Pablo Tac (1822-1841) was a Luiseño Indian. He was born and raised at Mission San Luis Rey de Francia, located in present-day Oceanside, California. At the age of ten, he left the Mission with Fr. Antonio Peyrí and another Luiseño boy, Agapito Amamix. Their destination was Rome. On September 23, 1834, Pablo and Agapito enrolled at the Urban College. There they learned how to be missionary priests, hoping to one day return home to minister to their fellow Luiseño.
Clifford, author of the only biography about Pablo Tac, hopes that bringing attention to Pablo Tac will lead to more research being done. He believes there must be more to discover about him beyond what we know.
Pablo Tac’s writings are the earliest from a California Indian. While in Rome studying for the Catholic priesthood, Pablo wrote a description of life as a mission Indian (Conversion of the San Luiseños of Alta California, c. 1835), gave a public recitation of a poem at the Polyglot Academy (c. January 1836), in Sequoyahesque fashion created a dictionary of the language of his people (Prima Linguae Californiensis Rudimenta a P. Tak proposita, c. February 1838), and wrote an account of the native peoples in Southern California (De Californiensibus, c. after 1838).

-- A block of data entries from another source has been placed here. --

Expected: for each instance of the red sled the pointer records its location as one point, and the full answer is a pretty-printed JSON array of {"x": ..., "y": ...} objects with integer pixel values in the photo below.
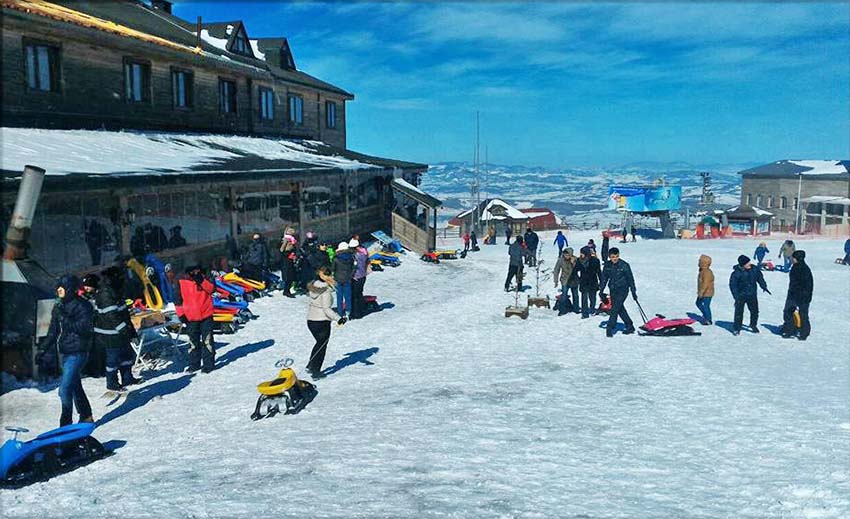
[{"x": 660, "y": 326}]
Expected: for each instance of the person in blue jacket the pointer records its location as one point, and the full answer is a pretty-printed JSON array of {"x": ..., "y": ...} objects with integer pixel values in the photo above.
[
  {"x": 742, "y": 284},
  {"x": 561, "y": 242},
  {"x": 761, "y": 252},
  {"x": 71, "y": 332}
]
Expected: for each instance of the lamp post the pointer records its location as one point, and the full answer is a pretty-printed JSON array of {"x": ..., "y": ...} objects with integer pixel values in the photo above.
[{"x": 799, "y": 202}]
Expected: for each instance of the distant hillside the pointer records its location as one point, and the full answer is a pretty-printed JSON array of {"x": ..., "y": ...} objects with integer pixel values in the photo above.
[{"x": 575, "y": 193}]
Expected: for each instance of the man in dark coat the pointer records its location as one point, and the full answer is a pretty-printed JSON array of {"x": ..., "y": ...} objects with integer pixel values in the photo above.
[
  {"x": 113, "y": 330},
  {"x": 742, "y": 284},
  {"x": 532, "y": 241},
  {"x": 516, "y": 254},
  {"x": 617, "y": 276},
  {"x": 70, "y": 333},
  {"x": 800, "y": 287},
  {"x": 589, "y": 277}
]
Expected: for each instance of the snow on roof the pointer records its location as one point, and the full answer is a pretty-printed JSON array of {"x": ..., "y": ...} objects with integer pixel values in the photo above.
[
  {"x": 62, "y": 152},
  {"x": 510, "y": 212},
  {"x": 219, "y": 43},
  {"x": 404, "y": 183},
  {"x": 820, "y": 167}
]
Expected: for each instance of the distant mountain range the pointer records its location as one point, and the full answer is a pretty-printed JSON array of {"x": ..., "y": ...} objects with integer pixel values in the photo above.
[{"x": 578, "y": 193}]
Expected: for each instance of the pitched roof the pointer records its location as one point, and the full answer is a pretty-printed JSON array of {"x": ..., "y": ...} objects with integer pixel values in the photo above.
[
  {"x": 133, "y": 19},
  {"x": 102, "y": 156},
  {"x": 826, "y": 169}
]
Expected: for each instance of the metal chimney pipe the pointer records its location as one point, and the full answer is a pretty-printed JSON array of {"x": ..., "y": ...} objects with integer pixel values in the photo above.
[{"x": 17, "y": 236}]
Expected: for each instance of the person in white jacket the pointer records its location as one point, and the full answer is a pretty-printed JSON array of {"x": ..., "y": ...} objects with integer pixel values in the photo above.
[{"x": 319, "y": 318}]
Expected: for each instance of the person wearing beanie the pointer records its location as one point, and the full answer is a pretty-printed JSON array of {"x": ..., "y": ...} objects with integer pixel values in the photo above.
[
  {"x": 358, "y": 280},
  {"x": 516, "y": 253},
  {"x": 113, "y": 331},
  {"x": 343, "y": 276},
  {"x": 705, "y": 288},
  {"x": 617, "y": 275},
  {"x": 589, "y": 277},
  {"x": 742, "y": 284},
  {"x": 800, "y": 288},
  {"x": 70, "y": 333}
]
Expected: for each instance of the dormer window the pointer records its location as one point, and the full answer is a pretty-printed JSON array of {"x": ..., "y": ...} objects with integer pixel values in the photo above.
[{"x": 240, "y": 43}]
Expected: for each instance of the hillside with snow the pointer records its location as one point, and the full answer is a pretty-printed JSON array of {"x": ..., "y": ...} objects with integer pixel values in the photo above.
[
  {"x": 579, "y": 194},
  {"x": 439, "y": 406}
]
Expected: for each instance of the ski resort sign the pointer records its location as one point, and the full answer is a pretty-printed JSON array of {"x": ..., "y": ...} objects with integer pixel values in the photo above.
[{"x": 638, "y": 199}]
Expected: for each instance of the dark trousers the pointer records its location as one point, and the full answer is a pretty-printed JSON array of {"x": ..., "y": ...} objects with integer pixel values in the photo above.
[
  {"x": 287, "y": 272},
  {"x": 790, "y": 328},
  {"x": 753, "y": 306},
  {"x": 201, "y": 344},
  {"x": 588, "y": 302},
  {"x": 514, "y": 271},
  {"x": 321, "y": 331},
  {"x": 618, "y": 309},
  {"x": 71, "y": 392},
  {"x": 358, "y": 306}
]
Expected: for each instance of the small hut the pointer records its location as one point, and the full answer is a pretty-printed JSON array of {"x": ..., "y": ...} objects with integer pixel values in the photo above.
[{"x": 745, "y": 220}]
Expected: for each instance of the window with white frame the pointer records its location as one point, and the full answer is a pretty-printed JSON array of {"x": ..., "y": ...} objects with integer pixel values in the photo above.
[
  {"x": 266, "y": 104},
  {"x": 296, "y": 109},
  {"x": 42, "y": 65},
  {"x": 137, "y": 80},
  {"x": 330, "y": 114}
]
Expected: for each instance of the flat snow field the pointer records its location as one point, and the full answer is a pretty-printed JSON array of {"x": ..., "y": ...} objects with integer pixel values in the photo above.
[{"x": 442, "y": 407}]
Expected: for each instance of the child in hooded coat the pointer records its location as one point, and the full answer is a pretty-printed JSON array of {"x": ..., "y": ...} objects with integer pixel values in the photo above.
[{"x": 705, "y": 288}]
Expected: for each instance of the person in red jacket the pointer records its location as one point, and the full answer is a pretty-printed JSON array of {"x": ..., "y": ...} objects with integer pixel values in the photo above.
[{"x": 193, "y": 300}]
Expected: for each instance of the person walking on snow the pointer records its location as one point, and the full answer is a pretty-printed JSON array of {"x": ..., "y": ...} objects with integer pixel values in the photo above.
[
  {"x": 516, "y": 254},
  {"x": 114, "y": 330},
  {"x": 193, "y": 301},
  {"x": 343, "y": 275},
  {"x": 319, "y": 318},
  {"x": 565, "y": 273},
  {"x": 742, "y": 284},
  {"x": 761, "y": 252},
  {"x": 361, "y": 270},
  {"x": 785, "y": 253},
  {"x": 70, "y": 332},
  {"x": 705, "y": 288},
  {"x": 590, "y": 274},
  {"x": 531, "y": 242},
  {"x": 561, "y": 242},
  {"x": 800, "y": 288},
  {"x": 847, "y": 252},
  {"x": 617, "y": 276}
]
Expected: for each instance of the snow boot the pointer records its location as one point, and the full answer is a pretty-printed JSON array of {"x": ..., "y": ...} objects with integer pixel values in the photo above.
[
  {"x": 127, "y": 378},
  {"x": 112, "y": 381}
]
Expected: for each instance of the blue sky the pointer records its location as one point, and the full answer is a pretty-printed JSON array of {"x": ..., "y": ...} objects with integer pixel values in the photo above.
[{"x": 565, "y": 84}]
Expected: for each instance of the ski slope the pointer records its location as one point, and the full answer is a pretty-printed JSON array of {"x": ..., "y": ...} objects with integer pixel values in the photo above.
[{"x": 442, "y": 407}]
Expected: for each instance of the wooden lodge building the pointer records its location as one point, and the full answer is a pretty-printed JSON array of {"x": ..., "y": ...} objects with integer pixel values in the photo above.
[{"x": 175, "y": 137}]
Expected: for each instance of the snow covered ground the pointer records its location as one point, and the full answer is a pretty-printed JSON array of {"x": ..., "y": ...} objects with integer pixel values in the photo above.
[{"x": 442, "y": 407}]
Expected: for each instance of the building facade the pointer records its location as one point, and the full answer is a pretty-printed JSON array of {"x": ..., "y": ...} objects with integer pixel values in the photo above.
[{"x": 785, "y": 188}]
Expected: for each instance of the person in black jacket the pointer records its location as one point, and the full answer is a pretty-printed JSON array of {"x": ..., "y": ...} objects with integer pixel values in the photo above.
[
  {"x": 742, "y": 284},
  {"x": 113, "y": 330},
  {"x": 617, "y": 275},
  {"x": 590, "y": 275},
  {"x": 800, "y": 288},
  {"x": 70, "y": 333}
]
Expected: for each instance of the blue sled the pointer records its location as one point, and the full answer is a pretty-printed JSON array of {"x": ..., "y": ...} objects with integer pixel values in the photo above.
[{"x": 52, "y": 453}]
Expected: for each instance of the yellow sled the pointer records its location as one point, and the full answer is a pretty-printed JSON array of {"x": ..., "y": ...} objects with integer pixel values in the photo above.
[
  {"x": 153, "y": 299},
  {"x": 286, "y": 389},
  {"x": 236, "y": 279}
]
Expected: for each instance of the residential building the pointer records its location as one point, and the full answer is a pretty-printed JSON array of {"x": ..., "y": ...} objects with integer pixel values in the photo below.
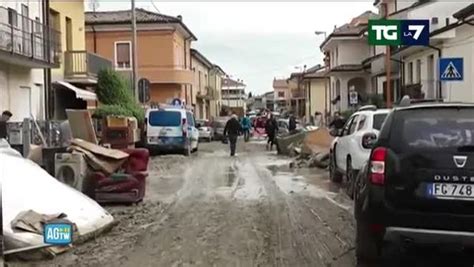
[
  {"x": 317, "y": 92},
  {"x": 27, "y": 46},
  {"x": 233, "y": 94},
  {"x": 282, "y": 94},
  {"x": 256, "y": 102},
  {"x": 297, "y": 94},
  {"x": 78, "y": 69},
  {"x": 215, "y": 84},
  {"x": 269, "y": 100},
  {"x": 163, "y": 50},
  {"x": 451, "y": 35},
  {"x": 202, "y": 93},
  {"x": 347, "y": 56}
]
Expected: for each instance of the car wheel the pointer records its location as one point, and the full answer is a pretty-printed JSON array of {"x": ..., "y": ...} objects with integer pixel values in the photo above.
[
  {"x": 351, "y": 174},
  {"x": 187, "y": 150},
  {"x": 334, "y": 176},
  {"x": 368, "y": 245}
]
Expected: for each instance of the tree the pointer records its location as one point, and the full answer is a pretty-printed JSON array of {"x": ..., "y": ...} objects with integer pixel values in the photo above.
[{"x": 115, "y": 96}]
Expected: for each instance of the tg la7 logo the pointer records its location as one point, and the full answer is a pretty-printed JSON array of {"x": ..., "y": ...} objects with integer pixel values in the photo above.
[{"x": 399, "y": 32}]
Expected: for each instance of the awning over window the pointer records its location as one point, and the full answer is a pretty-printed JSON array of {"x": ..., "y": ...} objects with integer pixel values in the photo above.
[{"x": 80, "y": 93}]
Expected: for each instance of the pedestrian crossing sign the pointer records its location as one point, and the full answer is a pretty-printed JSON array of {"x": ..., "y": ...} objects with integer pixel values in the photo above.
[{"x": 451, "y": 69}]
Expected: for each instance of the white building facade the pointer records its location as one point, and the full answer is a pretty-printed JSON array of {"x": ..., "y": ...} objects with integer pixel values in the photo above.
[
  {"x": 233, "y": 94},
  {"x": 347, "y": 51},
  {"x": 450, "y": 38},
  {"x": 24, "y": 52}
]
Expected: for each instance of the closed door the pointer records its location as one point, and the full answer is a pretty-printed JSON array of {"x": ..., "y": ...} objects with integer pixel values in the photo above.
[{"x": 21, "y": 103}]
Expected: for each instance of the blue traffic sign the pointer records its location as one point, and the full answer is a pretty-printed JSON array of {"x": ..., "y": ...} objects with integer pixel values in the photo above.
[
  {"x": 451, "y": 69},
  {"x": 176, "y": 102}
]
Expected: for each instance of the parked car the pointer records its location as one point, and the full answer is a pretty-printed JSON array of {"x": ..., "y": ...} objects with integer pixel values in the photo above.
[
  {"x": 418, "y": 185},
  {"x": 206, "y": 132},
  {"x": 351, "y": 148},
  {"x": 218, "y": 125},
  {"x": 171, "y": 128}
]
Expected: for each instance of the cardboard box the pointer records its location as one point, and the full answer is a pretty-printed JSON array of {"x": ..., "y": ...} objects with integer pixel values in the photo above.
[{"x": 114, "y": 121}]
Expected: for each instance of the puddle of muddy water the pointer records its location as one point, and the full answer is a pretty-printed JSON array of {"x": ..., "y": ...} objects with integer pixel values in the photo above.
[{"x": 309, "y": 182}]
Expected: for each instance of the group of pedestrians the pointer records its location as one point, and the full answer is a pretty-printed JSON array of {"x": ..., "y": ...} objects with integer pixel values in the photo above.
[{"x": 234, "y": 128}]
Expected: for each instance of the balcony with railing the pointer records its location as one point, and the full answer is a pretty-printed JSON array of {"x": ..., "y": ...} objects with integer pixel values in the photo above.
[
  {"x": 27, "y": 42},
  {"x": 83, "y": 67}
]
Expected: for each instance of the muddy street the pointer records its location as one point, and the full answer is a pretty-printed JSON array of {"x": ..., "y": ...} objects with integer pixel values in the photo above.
[
  {"x": 211, "y": 209},
  {"x": 249, "y": 210}
]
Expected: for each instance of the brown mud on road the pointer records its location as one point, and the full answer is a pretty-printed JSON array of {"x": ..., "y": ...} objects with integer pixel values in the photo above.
[{"x": 213, "y": 210}]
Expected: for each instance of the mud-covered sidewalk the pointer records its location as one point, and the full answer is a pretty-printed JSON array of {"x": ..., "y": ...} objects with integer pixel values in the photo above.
[{"x": 214, "y": 210}]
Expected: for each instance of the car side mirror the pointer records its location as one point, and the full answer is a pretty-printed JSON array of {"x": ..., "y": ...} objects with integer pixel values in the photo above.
[
  {"x": 369, "y": 140},
  {"x": 335, "y": 133}
]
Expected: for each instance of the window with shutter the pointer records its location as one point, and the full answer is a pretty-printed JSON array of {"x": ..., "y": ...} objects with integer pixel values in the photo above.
[{"x": 123, "y": 55}]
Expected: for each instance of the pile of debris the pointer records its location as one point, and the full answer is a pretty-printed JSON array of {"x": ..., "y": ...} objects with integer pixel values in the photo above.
[
  {"x": 310, "y": 146},
  {"x": 31, "y": 197}
]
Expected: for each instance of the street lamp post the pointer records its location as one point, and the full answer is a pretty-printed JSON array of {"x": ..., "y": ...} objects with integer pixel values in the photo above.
[{"x": 325, "y": 83}]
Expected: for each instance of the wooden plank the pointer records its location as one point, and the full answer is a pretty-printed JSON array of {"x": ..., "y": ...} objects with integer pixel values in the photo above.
[
  {"x": 96, "y": 149},
  {"x": 81, "y": 125}
]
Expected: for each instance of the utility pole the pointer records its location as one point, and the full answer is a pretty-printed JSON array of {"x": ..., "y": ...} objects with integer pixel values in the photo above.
[
  {"x": 134, "y": 49},
  {"x": 388, "y": 63}
]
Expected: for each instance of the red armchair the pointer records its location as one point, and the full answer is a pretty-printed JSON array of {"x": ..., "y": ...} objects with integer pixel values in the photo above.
[{"x": 128, "y": 184}]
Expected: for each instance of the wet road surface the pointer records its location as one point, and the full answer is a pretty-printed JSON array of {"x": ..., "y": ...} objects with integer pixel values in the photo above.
[{"x": 211, "y": 209}]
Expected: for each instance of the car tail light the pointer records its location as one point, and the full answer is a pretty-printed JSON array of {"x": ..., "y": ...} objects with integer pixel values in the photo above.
[
  {"x": 185, "y": 128},
  {"x": 377, "y": 162},
  {"x": 368, "y": 140},
  {"x": 376, "y": 228}
]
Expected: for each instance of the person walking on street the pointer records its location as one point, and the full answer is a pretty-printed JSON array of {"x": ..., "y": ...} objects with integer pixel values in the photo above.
[
  {"x": 271, "y": 128},
  {"x": 232, "y": 130},
  {"x": 246, "y": 126},
  {"x": 338, "y": 122},
  {"x": 292, "y": 123},
  {"x": 6, "y": 115}
]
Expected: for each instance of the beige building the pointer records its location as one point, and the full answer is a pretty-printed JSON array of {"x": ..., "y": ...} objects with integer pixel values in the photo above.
[
  {"x": 163, "y": 50},
  {"x": 316, "y": 84},
  {"x": 201, "y": 91},
  {"x": 25, "y": 51},
  {"x": 74, "y": 81},
  {"x": 216, "y": 75},
  {"x": 281, "y": 89}
]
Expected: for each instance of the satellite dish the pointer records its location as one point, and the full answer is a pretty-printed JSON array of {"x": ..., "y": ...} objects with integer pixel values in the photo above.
[{"x": 405, "y": 102}]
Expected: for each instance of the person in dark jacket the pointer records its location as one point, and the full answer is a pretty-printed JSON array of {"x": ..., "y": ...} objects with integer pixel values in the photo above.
[
  {"x": 338, "y": 122},
  {"x": 232, "y": 130},
  {"x": 292, "y": 123},
  {"x": 271, "y": 127},
  {"x": 6, "y": 115}
]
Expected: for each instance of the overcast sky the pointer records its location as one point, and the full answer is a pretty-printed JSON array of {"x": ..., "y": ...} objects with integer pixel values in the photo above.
[{"x": 256, "y": 41}]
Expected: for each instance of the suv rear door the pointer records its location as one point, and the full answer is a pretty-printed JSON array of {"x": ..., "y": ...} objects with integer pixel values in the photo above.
[
  {"x": 421, "y": 167},
  {"x": 343, "y": 143},
  {"x": 164, "y": 123}
]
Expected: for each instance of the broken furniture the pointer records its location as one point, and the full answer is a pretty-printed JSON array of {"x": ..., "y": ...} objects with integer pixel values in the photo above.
[
  {"x": 120, "y": 132},
  {"x": 44, "y": 195},
  {"x": 126, "y": 185}
]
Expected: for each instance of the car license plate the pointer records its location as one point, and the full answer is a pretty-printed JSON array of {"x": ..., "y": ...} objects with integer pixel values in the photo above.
[{"x": 450, "y": 190}]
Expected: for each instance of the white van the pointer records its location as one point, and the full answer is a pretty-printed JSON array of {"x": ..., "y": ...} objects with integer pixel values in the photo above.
[{"x": 171, "y": 128}]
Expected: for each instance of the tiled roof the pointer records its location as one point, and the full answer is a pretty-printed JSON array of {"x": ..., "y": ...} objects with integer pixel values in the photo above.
[
  {"x": 279, "y": 83},
  {"x": 125, "y": 16},
  {"x": 465, "y": 12},
  {"x": 232, "y": 83},
  {"x": 320, "y": 72},
  {"x": 201, "y": 58},
  {"x": 347, "y": 67},
  {"x": 121, "y": 16},
  {"x": 356, "y": 27}
]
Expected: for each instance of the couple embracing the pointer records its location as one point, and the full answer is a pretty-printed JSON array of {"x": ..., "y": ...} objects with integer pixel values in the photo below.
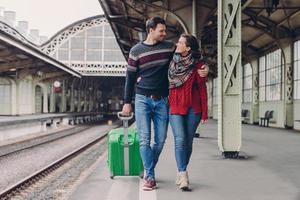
[{"x": 170, "y": 85}]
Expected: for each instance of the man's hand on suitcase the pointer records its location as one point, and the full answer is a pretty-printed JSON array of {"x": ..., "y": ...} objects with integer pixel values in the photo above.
[{"x": 126, "y": 109}]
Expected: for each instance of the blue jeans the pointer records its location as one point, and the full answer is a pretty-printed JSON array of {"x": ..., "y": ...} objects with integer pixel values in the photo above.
[
  {"x": 184, "y": 128},
  {"x": 146, "y": 109}
]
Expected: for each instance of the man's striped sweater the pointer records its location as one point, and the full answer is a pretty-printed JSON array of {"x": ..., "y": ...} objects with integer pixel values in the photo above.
[{"x": 150, "y": 64}]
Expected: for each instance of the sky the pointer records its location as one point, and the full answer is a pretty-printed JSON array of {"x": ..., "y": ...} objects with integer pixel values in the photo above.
[{"x": 50, "y": 16}]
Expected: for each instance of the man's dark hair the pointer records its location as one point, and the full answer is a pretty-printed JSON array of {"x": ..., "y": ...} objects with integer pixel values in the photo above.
[
  {"x": 192, "y": 42},
  {"x": 152, "y": 23}
]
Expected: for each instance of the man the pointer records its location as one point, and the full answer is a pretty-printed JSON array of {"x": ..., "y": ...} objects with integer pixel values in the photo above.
[{"x": 147, "y": 68}]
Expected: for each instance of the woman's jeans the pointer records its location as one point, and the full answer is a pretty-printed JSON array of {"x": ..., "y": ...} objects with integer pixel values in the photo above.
[
  {"x": 184, "y": 128},
  {"x": 147, "y": 109}
]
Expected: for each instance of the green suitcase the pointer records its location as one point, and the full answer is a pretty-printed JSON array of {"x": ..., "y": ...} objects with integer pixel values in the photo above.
[{"x": 124, "y": 152}]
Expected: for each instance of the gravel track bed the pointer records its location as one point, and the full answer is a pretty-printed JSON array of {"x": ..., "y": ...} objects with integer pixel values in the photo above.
[
  {"x": 22, "y": 164},
  {"x": 60, "y": 183},
  {"x": 12, "y": 148}
]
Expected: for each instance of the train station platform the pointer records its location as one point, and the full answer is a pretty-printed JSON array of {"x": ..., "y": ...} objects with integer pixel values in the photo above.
[
  {"x": 18, "y": 128},
  {"x": 268, "y": 169}
]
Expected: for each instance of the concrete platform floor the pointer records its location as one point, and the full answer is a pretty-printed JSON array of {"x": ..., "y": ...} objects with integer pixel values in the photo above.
[{"x": 271, "y": 171}]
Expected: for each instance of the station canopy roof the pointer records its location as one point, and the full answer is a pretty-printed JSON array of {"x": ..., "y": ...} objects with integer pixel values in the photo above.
[
  {"x": 18, "y": 54},
  {"x": 265, "y": 23}
]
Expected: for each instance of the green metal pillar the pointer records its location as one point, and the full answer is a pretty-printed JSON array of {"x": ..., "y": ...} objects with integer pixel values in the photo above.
[
  {"x": 229, "y": 83},
  {"x": 288, "y": 84},
  {"x": 63, "y": 107},
  {"x": 255, "y": 92}
]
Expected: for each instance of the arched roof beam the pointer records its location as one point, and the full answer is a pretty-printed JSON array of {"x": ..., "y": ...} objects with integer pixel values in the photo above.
[
  {"x": 168, "y": 12},
  {"x": 277, "y": 31}
]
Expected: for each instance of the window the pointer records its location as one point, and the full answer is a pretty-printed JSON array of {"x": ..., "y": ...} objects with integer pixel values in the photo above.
[
  {"x": 111, "y": 43},
  {"x": 270, "y": 78},
  {"x": 297, "y": 70},
  {"x": 96, "y": 31},
  {"x": 113, "y": 56},
  {"x": 215, "y": 92},
  {"x": 247, "y": 83},
  {"x": 77, "y": 43},
  {"x": 94, "y": 43},
  {"x": 93, "y": 56},
  {"x": 63, "y": 55}
]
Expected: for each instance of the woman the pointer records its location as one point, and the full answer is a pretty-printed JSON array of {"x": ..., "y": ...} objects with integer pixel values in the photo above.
[{"x": 188, "y": 101}]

Clifford realizes that unlike the first North American Indian saint, Kateri Tekakwitha (1656-1680), Pablo is little known. That does not seem to slow him down, though. He was overjoyed when he met Catholic Luiseños in July 2019 at the Tekakwitha Conference in Sharonville, Ohio who are aware of Pablo and follow in his footsteps. Also, a hall at Mission San Luis Rey was named after Pablo in 2012 and in June 2021 it was decided that an Oceanside public elementary school will take his name. He is confident that once people are made aware of his short life that it inspires, as attested by the over 500 Catholics and people of good will who have signed the petition to nominate Pablo Tac for the cause of canonization, an electronic version of which can be found here. The campaign has not yet received the support of the San Luis Rey Band of Mission Indians or the Diocese of San Diego.
Clifford’s intention for writing Meet Pablo Tac was to weave the story of Pablo Tac back into the narrative of the California missions. He said, “Pablo’s life is good news, but bittersweet. My hope is that every fourth grader in California [the year students in the state study native and colonial history] will know the name Pablo Tac. He is a great role model—persevering during difficult times and accomplishing more by his teen years than most do in a lifetime. Most importantly, Pablo loved God. ” Clifford, who finished walking the 800-mile California Missions Trail in the summer of 2020, made it a point to pray to and draw inspiration from both Saint Junípero Serra and Pablo Tac.